The specific error is due to an unsupported representation of multi-label output (see documentation of type_of_target
function of sklearn).
Even the correct multi-label output you would still get an error since cohen_kappa_score
does not support multi-label input (see below). In fact, Cohen's kappa can be applied for multi-class problems only for exclusive classes, and multi label output is by definition non exclusive.
What you could do is have a binary classifier for each label and compute Cohen's kappa for each label. If you need a unique number representing agreement you could compute the average kappa over the labels.
Example: Cohen's kappa for multi label
to_dict = lambda x: {k: [1 if k in y else 0 for y in x] for k in labels}
a_dict = to_dict(annotator_a)
b_dict = to_dict(annotator_b)
cohen_dict = {k: cohen_kappa_score(a_dict[k], b_dict[k]) for k in labels}
cohen_avg = np.mean(list(cohen_dict.values()))
print(f'a_dict: {a_dict}')
print(f'b_dict: {b_dict}')
print(f'cohen_dict: {cohen_dict}')
print(f'cohen_avg: {cohen_avg}')
output:
a_dict: {'a': [1, 0], 'b': [1, 0], 'c': [1, 0], 'd': [0, 1], 'e': [0, 1], 'f': [0, 0]}
b_dict: {'a': [0, 0], 'b': [1, 0], 'c': [1, 0], 'd': [0, 0], 'e': [0, 0], 'f': [0, 1]}
cohen_dict: {'a': 0.0, 'b': 1.0, 'c': 1.0, 'd': 0.0, 'e': 0.0, 'f': 0.0}
cohen_avg: 0.3333333333333333
how to transform to sequence of sequence to correct multi label representation
from sklearn.preprocessing import MultiLabelBinarizer
m = MultiLabelBinarizer(classes=list('abcdef'))

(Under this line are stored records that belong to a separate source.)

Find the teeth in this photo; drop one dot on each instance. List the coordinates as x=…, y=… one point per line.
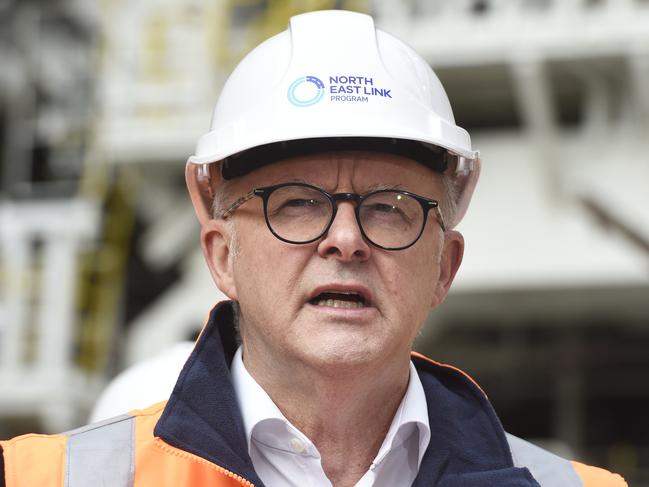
x=337, y=303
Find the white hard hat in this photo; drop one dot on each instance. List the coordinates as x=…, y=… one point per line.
x=332, y=80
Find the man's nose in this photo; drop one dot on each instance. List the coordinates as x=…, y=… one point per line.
x=344, y=239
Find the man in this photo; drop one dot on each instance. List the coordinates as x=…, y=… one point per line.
x=327, y=189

a_multi = m.fit_transform(annotator_a)
b_multi = m.fit_transform(annotator_b)
print(f'a_multi:\n{a_multi}')
print(f'b_multi:\n{b_multi}')
cohen_kappa_score(a_multi, b_multi)
output:
a_multi:
[[1 1 1 0 0 0]
[0 0 0 1 1 0]]
b_multi:
[[0 1 1 0 0 0]
[0 0 0 0 0 1]]
...
ValueError: multilabel-indicator is not supported